Now let $\displaystyle u = e^x \implies du = e^x\,dx$ and the integral becomes

$\displaystyle \int{\frac{du}{2u + u^2}}$

$\displaystyle = \int{\frac{du}{u(2 + u)}}$.

Now using Partial Fractions:

$\displaystyle \frac{A}{u} + \frac{B}{2 + u} = \frac{1}{u(2 + u)}$

$\displaystyle \frac{A(2 +u) + Bu}{u(2 + u)} = \frac{1}{u(2 + u)}$

$\displaystyle A(2 + u) + Bu = 1$

$\displaystyle 2A + Au + Bu = 1$

$\displaystyle (A + B)u + 2A = 0u + 1$

$\displaystyle A + B = 0$ and $\displaystyle 2A = 1$

$\displaystyle A = \frac{1}{2}$ and $\displaystyle B = -\frac{1}{2}$.

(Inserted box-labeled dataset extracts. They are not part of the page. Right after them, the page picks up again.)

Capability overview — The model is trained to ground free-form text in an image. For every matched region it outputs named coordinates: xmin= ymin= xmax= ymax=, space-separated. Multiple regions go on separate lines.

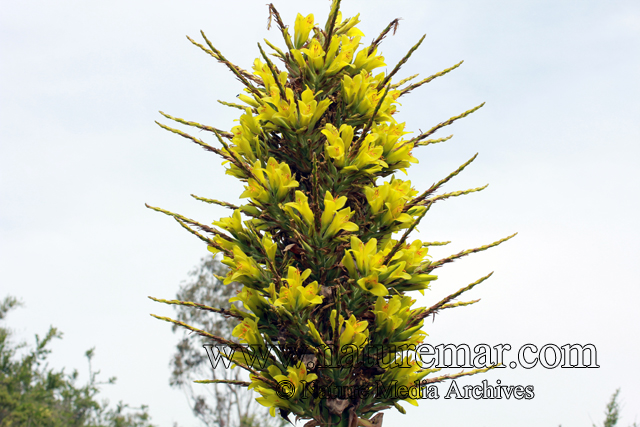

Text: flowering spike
xmin=152 ymin=0 xmax=513 ymax=427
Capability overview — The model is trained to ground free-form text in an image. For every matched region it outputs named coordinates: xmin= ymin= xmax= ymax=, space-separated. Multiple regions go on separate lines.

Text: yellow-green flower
xmin=338 ymin=314 xmax=369 ymax=348
xmin=262 ymin=233 xmax=278 ymax=262
xmin=232 ymin=318 xmax=264 ymax=346
xmin=213 ymin=209 xmax=245 ymax=236
xmin=222 ymin=246 xmax=263 ymax=285
xmin=357 ymin=273 xmax=389 ymax=297
xmin=284 ymin=191 xmax=314 ymax=229
xmin=229 ymin=286 xmax=269 ymax=317
xmin=273 ymin=267 xmax=322 ymax=313
xmin=320 ymin=191 xmax=358 ymax=238
xmin=293 ymin=13 xmax=315 ymax=49
xmin=321 ymin=123 xmax=353 ymax=168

So $\displaystyle \int{\frac{du}{u(2+u)}} = \int{\frac{1}{2u} - \frac{1}{2(2 + u)}\,du}$

$\displaystyle = \frac{1}{2}\ln{|u|} - \frac{1}{2}\ln{|2+u|} + C$

$\displaystyle = \frac{1}{2}\ln{\left|\frac{u}{2 + u}\right|} + C$

$\displaystyle = \frac{1}{2}\ln{\left|\frac{e^x}{2 + e^x}\right|} + C$
• Jan 27th 2011, 02:41 AM
Prove It
19. $\displaystyle \int{\frac{4x\,dx}{1 - x^4}} = 2\int{\frac{2x\,dx}{1 - (x^2)^2}}$.

Let $\displaystyle u = x^2 \implies du = 2x\,dx$ and the integral becomes

$\displaystyle 2\int{\frac{du}{1 - u^2}}$

$\displaystyle = 2\int{\frac{du}{(1-u)(1+u)}}$

$\displaystyle = 2\int{\frac{1}{2(1 + u)} + \frac{1}{2(1 - u)}\,du}$ after using Partial Fractions

$\displaystyle = 2\left(\frac{1}{2}\ln{|1 + u|} - \frac{1}{2}\ln{|1-u|}\right) + C$

$\displaystyle = \ln{|1 + u|} - \ln{|1 - u|} + C$

$\displaystyle = \ln{\left|\frac{1+u}{1 - u}\right|} + C$

$\displaystyle = \ln{\left|\frac{1 + x^2}{1 - x^2}\right|} + C$.
• Jan 27th 2011, 02:43 AM
Ted
Prove It:
for #17, If you multiply and devide by $e^{-x}$ it will be solved in 1 second.
• Jan 27th 2011, 02:55 AM
Prove It
21. $\displaystyle \int_0^6{\sqrt{6x - x^2}\,dx} = \int_0^6{\sqrt{-(x^2 - 6x)}\,dx}$

$\displaystyle = \int_0^6{\sqrt{-\left[x^2 - 6x + (-3)^2 - (-3)^2\right]}\,dx}$

$\displaystyle = \int_0^6{\sqrt{-\left[(x - 3)^2 - 9\right]}\,dx}$

$\displaystyle = \int_0^6{\sqrt{9 - (x - 3)^2}\,dx}$.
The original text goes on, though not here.